Alvensleben a pensé aussi que c’est de ce côté, à notre droite et à sa gauche, qu’est le danger pour lui d’une défaite. Il s’y établit : « La place du médecin, dit-il, est au chevet du malade. » Et le malade était la chaussée de Vionville-Mars-la-Tour. Bazaine, lui, ne croit pas devoir se transporter à sa droite, quoique ce soit là que se donnera le coup de poing de la fin ; car il craint que sa gauche ne s’effondre s’il ne la soutient de sa présence. Ce qui lui paraît impossible ne lui semble d’ailleurs pas nécessaire. A sa droite est Ladmirault, réputé dans toute l’armée un chef de premier ordre, au coup d’œil sûr et rapide, à la résolution intrépide : Bazaine a en lui une confiance entière[1]. Ladmirault verra ce qui est évident, la manœuvre qui s’impose et il prendra l’initiative indiquée. Néanmoins il eût voulu stimuler son zèle par une direction. Mais où le trouver ? Il n’a donné signe de présence nulle part. Il devait être à Doncourt le 15 au soir, au plus tard le 16 au matin. Il n’y est point-S’est-il égaré ? A-t-il eu quelque rencontre imprévue ? Bazaine envoie plusieurs officiers s’enquérir ; d’autres vont vers Le Bœuf le presser de rassembler ses divisions.

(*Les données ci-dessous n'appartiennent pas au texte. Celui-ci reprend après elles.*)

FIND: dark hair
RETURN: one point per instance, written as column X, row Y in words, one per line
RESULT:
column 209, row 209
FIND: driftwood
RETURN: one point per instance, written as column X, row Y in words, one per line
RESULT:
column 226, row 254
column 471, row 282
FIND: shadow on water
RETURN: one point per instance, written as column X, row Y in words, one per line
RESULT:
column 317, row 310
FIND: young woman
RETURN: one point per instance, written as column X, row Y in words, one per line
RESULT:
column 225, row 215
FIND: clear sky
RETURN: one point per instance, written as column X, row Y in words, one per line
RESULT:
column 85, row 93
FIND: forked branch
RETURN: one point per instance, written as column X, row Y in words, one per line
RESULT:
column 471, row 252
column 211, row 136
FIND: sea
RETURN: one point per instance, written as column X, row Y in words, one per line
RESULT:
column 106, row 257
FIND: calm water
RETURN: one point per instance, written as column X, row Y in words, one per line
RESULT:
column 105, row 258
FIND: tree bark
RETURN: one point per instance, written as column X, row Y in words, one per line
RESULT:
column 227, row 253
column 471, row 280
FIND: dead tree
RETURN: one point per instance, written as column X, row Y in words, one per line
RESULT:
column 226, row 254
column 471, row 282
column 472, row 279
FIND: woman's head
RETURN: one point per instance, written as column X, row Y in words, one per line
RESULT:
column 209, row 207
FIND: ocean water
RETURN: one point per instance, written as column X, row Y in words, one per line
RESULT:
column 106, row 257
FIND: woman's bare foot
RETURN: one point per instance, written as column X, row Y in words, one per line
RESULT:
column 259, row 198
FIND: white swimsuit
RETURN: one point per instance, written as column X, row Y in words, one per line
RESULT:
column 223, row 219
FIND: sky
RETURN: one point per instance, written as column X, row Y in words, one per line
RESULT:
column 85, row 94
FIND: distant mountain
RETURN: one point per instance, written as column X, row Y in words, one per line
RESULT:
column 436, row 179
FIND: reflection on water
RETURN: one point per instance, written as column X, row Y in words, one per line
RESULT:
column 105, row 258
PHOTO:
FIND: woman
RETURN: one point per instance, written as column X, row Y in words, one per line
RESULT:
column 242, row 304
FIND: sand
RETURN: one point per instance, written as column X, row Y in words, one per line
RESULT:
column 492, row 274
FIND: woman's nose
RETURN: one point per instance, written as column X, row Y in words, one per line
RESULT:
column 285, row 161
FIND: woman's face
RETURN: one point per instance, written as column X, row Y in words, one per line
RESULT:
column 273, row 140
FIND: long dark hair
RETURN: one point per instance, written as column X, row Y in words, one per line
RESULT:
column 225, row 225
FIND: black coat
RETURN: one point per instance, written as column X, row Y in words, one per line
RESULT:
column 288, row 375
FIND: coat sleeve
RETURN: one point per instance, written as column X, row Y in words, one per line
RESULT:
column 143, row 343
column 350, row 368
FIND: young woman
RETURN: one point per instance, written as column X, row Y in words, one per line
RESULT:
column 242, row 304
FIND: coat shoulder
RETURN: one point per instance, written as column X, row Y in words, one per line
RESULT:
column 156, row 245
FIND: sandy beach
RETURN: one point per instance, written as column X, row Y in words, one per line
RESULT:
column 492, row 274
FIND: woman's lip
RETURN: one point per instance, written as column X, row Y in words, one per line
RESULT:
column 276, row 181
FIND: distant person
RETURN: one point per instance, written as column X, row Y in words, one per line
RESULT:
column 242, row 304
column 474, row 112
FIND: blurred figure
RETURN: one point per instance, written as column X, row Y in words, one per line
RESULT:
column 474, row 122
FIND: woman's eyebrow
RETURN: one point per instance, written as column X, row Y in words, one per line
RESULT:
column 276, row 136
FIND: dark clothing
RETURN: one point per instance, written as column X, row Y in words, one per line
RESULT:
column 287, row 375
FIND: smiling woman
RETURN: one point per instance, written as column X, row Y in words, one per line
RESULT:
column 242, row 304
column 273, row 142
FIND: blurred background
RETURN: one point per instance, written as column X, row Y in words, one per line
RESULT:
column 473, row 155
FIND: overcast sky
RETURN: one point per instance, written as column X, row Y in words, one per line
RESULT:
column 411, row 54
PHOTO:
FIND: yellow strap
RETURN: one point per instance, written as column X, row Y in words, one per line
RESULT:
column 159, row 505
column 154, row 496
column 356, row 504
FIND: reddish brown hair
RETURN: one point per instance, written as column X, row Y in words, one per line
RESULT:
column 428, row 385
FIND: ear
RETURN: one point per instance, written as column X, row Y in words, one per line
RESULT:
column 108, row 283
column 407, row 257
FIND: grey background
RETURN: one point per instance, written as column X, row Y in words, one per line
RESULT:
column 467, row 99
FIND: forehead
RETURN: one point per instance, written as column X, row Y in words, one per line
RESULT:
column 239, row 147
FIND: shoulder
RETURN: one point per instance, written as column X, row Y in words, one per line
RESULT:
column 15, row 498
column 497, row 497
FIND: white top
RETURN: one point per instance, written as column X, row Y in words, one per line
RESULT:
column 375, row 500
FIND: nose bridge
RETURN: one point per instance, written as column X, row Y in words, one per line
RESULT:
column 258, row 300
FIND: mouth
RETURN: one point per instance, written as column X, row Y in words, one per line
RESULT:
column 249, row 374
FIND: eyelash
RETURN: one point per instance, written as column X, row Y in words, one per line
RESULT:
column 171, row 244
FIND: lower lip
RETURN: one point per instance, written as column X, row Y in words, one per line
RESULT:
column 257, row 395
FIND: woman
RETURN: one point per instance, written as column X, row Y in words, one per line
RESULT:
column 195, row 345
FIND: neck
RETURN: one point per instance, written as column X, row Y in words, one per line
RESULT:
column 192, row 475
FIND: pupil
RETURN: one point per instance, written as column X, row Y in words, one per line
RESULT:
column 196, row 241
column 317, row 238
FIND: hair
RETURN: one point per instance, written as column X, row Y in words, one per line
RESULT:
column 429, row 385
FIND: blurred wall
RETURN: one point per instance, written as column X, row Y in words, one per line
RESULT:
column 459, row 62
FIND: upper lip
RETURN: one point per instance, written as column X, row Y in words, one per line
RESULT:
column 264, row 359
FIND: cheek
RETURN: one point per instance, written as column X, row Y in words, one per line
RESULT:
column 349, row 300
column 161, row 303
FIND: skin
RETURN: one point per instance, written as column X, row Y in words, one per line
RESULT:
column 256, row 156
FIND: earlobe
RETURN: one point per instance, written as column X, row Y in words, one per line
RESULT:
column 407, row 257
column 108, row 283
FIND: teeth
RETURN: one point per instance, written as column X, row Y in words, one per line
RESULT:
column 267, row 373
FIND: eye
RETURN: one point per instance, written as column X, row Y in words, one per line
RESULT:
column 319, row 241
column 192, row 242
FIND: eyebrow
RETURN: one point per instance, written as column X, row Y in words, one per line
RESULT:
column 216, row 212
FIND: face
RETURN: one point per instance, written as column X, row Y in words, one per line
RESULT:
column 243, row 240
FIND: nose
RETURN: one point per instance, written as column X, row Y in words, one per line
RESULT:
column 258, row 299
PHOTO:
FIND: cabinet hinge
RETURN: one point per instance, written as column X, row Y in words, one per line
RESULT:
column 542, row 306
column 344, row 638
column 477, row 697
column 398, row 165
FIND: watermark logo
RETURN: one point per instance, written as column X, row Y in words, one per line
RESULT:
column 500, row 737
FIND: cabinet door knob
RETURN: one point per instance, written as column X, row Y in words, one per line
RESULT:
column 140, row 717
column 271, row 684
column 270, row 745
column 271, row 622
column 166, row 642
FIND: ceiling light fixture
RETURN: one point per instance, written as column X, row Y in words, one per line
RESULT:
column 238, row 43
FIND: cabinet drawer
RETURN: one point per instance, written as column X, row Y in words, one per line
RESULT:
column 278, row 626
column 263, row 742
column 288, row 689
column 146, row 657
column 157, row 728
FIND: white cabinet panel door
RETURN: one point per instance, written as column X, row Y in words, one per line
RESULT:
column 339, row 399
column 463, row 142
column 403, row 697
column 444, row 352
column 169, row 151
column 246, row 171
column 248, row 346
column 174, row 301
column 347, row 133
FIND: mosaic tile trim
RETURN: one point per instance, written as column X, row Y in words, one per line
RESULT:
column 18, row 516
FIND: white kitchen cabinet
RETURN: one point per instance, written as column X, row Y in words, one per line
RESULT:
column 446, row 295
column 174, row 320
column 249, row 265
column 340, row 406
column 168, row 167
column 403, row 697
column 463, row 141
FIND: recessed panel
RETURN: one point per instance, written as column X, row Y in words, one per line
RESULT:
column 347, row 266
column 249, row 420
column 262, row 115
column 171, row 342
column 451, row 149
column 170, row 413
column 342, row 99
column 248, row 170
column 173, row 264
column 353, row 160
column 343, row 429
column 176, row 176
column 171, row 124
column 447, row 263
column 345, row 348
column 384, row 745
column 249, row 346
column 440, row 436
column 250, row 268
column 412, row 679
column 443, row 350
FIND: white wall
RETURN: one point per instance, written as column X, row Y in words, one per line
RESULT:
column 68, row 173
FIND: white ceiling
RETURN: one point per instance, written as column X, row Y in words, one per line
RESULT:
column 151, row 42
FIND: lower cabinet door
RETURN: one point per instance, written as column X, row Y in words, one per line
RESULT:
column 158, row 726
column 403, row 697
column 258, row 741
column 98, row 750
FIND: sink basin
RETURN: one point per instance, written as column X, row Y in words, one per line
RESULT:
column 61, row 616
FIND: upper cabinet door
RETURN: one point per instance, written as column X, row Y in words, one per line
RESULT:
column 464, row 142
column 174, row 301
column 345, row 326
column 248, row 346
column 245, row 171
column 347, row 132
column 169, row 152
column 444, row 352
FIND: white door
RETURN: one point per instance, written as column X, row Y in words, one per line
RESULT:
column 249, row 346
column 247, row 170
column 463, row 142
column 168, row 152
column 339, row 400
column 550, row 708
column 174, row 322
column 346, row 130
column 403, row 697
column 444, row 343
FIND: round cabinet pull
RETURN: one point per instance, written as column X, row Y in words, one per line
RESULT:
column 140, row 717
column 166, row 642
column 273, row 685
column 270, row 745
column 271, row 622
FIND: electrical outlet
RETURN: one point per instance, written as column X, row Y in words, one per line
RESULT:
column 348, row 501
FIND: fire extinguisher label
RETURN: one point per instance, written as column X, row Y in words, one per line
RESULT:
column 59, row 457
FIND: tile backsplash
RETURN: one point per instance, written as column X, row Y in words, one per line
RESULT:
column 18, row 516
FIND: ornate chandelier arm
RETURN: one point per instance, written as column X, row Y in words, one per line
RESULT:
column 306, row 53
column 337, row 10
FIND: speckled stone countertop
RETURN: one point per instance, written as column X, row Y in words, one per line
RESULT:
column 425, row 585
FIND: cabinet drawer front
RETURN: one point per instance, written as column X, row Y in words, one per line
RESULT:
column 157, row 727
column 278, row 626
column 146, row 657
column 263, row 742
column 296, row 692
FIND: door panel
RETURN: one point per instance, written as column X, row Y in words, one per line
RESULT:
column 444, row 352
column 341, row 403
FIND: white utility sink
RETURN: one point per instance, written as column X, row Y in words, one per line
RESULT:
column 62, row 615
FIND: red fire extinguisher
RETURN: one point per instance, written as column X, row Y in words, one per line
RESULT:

Tandis que Bazaine se préoccupe de sa droite, sa gauche lui donne le spectacle d’une défaite imminente. Les Allemands continuent à progresser ; ils reprennent définitivement Flavigny et y tiennent la corde du vaste arc de cercle qu’ils dessinaient primitivement autour de Rezonville. Leur attaque, tournée vers l’Est, s’est assuré à Flavigny une base sérieuse. Vergé et

  1. Rapport du maréchal Bazaine sur la bataille de Rezonville : « Je comptais sur la vieille expérience du général Ladmirault pour accourir au canon et soutenir le mouvement tournant du 3e corps en avant duquel il devait alors se trouver. »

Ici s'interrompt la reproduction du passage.